VIENNA (Reuters) - A record number of anti-Semitic incidents, ranging from verbal and online threats to assaults, were recorded in Austria last year, a non-governmental organisation said in a report published on Thursday.
The number of cases rose slightly in 2016 to 477 from 465 the previous year, when the figure had jumped by roughly 200, the organisation, the Forum Against Anti-Semitism said.
The report follows a finding by Austria's BVT domestic intelligence service a year ago that incidents involving xenophobia, Islamophobia and anti-Semitism were on the rise in the small country that was swept up in Europe's migration crisis and where the refugee influx has become a hot-button issue.
"It is of course alarming," said the president of the Jewish Community of Vienna (IKG), Oskar Deutsch.
"We now have two consecutive years at a record level," said Deutsch, who put the size of Austria's Jewish community at roughly 13,000-15,000 in an overall population of 8.8 million.
Growing concerns about jobs and security, often in connection with immigration, have helped fuel growing support for the far-right Freedom Party, which was founded by former Nazis. It is now running first in opinion polls.

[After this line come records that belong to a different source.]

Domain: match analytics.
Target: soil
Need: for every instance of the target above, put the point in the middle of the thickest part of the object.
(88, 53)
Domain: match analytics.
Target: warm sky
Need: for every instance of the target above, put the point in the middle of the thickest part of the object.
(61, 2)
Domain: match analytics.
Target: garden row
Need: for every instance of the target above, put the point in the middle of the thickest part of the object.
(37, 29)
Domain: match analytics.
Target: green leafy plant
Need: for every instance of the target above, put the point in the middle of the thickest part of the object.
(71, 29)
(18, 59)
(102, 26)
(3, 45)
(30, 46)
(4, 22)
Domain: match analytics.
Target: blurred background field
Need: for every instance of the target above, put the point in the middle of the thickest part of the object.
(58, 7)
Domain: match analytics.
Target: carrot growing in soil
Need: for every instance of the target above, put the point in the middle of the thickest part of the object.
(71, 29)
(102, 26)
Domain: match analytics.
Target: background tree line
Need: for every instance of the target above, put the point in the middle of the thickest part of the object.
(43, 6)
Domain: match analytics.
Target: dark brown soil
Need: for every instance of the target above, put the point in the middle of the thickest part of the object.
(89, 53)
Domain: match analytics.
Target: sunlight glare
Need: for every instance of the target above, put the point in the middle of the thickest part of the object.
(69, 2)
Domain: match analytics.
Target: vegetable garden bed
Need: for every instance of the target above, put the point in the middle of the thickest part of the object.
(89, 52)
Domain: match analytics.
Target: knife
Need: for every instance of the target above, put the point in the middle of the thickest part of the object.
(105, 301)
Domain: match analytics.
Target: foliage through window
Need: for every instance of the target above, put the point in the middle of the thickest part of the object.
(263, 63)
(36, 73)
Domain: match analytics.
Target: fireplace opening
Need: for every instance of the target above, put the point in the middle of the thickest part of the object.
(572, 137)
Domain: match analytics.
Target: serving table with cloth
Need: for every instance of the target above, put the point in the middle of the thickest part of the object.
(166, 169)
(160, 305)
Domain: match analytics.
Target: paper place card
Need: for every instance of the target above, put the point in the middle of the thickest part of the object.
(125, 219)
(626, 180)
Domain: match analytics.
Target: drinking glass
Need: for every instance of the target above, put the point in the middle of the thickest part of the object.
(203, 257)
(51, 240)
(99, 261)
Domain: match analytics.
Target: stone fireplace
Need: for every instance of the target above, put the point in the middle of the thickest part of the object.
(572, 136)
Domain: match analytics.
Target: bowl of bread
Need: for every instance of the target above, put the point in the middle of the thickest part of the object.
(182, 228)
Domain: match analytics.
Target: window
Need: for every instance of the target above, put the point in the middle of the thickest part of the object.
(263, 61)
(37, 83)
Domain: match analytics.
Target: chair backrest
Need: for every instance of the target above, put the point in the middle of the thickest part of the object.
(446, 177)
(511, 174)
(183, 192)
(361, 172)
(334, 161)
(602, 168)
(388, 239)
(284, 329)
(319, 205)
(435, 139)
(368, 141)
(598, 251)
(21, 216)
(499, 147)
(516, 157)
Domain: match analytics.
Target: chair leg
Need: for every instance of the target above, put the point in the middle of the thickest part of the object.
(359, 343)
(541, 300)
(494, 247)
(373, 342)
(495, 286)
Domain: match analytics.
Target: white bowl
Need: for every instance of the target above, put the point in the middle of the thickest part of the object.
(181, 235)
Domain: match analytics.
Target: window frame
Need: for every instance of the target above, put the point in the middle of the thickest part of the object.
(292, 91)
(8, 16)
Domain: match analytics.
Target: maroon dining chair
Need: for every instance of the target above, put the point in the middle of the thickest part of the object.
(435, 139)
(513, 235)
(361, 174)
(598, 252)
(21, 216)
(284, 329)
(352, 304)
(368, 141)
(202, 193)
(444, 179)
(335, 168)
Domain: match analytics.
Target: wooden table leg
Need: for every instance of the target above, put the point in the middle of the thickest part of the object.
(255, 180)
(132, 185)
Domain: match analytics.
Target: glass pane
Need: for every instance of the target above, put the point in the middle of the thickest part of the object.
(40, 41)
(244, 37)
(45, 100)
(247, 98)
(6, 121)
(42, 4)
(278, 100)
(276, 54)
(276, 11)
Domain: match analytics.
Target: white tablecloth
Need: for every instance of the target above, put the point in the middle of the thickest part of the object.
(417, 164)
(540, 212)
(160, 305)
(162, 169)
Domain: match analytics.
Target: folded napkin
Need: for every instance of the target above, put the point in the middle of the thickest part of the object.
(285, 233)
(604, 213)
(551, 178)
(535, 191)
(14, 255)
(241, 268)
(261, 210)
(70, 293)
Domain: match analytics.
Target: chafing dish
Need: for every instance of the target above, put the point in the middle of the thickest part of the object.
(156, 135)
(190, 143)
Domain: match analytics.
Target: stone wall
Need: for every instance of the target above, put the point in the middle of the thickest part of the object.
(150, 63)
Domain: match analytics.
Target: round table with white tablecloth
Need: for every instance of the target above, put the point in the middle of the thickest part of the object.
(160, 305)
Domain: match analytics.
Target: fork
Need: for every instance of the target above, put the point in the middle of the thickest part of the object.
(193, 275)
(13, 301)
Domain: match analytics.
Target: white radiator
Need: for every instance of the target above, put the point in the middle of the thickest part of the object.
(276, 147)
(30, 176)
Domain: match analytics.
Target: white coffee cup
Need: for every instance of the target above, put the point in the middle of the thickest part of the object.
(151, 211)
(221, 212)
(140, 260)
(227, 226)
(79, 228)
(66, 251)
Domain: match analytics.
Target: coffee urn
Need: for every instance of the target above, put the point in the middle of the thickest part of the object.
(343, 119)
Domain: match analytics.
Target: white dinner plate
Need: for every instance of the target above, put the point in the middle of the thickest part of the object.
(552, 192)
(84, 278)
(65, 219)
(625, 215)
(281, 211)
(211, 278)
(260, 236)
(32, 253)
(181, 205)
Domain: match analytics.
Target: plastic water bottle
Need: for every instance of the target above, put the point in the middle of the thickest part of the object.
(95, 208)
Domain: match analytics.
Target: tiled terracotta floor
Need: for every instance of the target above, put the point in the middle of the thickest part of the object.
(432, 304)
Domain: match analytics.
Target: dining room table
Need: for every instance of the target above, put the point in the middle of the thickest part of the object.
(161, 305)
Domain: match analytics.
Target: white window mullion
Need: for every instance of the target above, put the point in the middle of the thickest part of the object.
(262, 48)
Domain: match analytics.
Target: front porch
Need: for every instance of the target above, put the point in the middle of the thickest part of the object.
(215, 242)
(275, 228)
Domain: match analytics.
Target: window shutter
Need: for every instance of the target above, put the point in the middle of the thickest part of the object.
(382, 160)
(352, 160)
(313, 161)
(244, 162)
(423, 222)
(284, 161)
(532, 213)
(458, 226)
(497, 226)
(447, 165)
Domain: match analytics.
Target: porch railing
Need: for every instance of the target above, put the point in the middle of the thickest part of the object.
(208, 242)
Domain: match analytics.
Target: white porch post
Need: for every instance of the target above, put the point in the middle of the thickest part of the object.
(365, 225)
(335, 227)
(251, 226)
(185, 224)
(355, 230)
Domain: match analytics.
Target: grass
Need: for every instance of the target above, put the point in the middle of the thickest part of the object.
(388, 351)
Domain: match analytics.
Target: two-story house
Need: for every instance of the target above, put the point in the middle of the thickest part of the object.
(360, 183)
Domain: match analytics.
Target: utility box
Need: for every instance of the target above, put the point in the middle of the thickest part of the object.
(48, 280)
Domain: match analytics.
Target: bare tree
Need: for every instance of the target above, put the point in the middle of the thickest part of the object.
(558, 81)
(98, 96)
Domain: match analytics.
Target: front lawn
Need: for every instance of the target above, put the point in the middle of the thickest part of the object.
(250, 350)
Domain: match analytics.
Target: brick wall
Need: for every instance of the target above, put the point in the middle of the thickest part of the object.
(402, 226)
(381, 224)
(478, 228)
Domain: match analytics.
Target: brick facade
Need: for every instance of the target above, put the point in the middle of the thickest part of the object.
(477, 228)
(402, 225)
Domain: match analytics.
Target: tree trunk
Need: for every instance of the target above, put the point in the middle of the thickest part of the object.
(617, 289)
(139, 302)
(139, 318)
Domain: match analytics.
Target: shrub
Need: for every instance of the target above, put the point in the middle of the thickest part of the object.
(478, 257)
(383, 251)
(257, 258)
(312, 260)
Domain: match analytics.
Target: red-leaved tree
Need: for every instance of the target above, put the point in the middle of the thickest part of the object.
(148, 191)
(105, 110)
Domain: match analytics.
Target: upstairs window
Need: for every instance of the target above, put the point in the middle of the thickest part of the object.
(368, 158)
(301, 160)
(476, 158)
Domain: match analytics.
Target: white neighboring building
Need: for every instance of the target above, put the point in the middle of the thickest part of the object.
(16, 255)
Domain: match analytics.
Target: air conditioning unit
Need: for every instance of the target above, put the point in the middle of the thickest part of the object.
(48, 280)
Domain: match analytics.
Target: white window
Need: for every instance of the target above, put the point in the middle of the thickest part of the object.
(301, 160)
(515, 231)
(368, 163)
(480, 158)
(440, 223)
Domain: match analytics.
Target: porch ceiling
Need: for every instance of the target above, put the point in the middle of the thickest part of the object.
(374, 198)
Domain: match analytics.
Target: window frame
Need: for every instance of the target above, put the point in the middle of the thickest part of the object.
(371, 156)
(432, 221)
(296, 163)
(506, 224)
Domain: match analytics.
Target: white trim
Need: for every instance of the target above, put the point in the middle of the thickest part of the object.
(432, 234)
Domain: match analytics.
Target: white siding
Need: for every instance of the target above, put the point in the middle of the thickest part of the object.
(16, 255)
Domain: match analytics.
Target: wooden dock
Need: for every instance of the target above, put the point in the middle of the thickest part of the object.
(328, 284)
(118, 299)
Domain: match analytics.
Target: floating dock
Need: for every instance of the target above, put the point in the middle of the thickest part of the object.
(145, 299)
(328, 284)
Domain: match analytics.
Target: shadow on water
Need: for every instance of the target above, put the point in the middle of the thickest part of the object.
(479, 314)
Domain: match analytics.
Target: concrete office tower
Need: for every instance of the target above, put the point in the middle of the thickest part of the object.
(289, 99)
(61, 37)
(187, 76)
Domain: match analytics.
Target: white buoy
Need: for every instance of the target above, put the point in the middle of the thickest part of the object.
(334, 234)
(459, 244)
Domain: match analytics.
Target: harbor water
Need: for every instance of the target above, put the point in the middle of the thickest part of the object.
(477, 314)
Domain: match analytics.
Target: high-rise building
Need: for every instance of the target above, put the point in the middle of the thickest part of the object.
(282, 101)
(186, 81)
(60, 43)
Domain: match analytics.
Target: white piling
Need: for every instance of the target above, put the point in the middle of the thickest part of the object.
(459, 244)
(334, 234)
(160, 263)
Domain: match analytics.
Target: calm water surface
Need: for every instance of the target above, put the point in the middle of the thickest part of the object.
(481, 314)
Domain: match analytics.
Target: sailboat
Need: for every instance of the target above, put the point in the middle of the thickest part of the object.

The Freedom Party is strongly critical of Islam and denounces anti-Semitism, but its efforts to court Jewish voters have shown few signs of success. The IKG, the main body representing Austrian Jews, says it is still xenophobic.
The report said that cases involving insults and threats had increased by a third to 24 last year, while those involving the internet fell by a quarter to 153. Those involving letters and phone calls rose 7 percent to 198, and those involving damage to property rose 36 percent to 68.
There were seven assaults, up from two in 2015 but below the nine recorded in 2014.
Increased awareness and reporting was one of several factors that explained the eight-fold increase in incidents recorded since 2006, but there was also a weakening stigma associated with anti-Semitic views, the group that compiled the report said.
"What we see is that racism in general has become more socially acceptable in Austria," Amber Weinber of the Forum Against Anti-Semitism said, adding the same was true of anti-Semitism.
"Since it has become more socially acceptable, people increasingly are posting (anti-Semitic messages) in their own name or sending letters with return addresses on them," she said.
The causes of that shift were, however, hard to pin down, Weinber added. "We do not have an exact explanation. We can only say what we see," she said.